Parallelisation

The pipeline uses Dask for parallelisation, and optionally for job submission. Dask be run either using either dask-jobque or dask-mpi for parallelisation. The latter requires a working version of the mpi4py package. The pipeline currently contains configurations for the CSIRO petrichor supercomputer and for the galaxy and magnus supercomputers at the Pawsey Centre, which all use the Slurm job manager.

Tip

Note that mpi4py needs to point to the same MPI compiler used by the MPI executable. This can be tricky to find on some systems. If in doubt, get in touch with your local sysadmin.

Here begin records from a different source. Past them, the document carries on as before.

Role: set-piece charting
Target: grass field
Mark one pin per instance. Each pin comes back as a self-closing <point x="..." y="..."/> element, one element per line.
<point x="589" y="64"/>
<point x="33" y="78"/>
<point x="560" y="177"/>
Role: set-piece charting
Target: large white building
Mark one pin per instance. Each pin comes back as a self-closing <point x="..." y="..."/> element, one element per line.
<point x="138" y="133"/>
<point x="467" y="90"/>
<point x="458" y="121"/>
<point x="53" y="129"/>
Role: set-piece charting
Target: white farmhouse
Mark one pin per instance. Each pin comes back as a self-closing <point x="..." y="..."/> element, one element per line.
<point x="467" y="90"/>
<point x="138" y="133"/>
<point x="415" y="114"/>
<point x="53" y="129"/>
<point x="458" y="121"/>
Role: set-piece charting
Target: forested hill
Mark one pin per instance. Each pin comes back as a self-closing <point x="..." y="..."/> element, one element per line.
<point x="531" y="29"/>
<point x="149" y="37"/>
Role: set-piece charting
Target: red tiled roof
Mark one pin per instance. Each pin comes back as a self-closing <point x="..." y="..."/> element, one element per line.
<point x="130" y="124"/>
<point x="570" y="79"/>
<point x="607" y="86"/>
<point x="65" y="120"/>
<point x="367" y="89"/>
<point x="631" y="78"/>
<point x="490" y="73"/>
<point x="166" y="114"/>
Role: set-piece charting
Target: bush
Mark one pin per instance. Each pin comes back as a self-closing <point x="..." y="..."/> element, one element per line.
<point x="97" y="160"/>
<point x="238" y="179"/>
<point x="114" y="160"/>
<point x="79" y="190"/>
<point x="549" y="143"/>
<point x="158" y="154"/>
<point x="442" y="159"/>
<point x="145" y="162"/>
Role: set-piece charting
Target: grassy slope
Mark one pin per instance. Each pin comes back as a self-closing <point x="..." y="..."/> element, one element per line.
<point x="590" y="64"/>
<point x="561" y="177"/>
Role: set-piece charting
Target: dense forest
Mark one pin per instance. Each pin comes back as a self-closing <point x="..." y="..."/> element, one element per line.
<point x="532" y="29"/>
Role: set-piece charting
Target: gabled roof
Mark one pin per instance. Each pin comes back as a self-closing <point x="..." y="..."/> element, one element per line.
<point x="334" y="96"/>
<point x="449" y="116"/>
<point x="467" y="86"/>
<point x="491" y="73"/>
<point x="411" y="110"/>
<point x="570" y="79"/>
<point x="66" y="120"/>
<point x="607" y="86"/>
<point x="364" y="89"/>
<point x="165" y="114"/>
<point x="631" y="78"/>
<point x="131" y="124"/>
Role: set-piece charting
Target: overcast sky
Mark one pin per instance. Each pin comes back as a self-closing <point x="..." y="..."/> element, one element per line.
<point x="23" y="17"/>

Configuration is specicfied by a configuration file (written in YAML). These are stored in arrakis/configs/. Add your own configuration by adding and editing a configuration, and point the pipeline to the file (see the dask-jobqueue docs).

# Set up for Magnus
cores: 24
processes: 12
name: 'spice-worker'
memory: "60GB"
project: 'ja3'
queue: 'workq'
walltime: '6:00:00'
job_extra: ['-M magnus']
# interface for the workers
interface: "ipogif0"
log_directory: 'spice_logs'
env_extra: [
    'export OMP_NUM_THREADS=1',
    'source /home/$(whoami)/.bashrc',
    'conda activate spice'
]
python: 'srun -n 1 -c 24 python'
extra: [
    "--lifetime", "11h",
    "--lifetime-stagger", "5m",
]
death_timeout: 300
local_directory: '/dev/shm'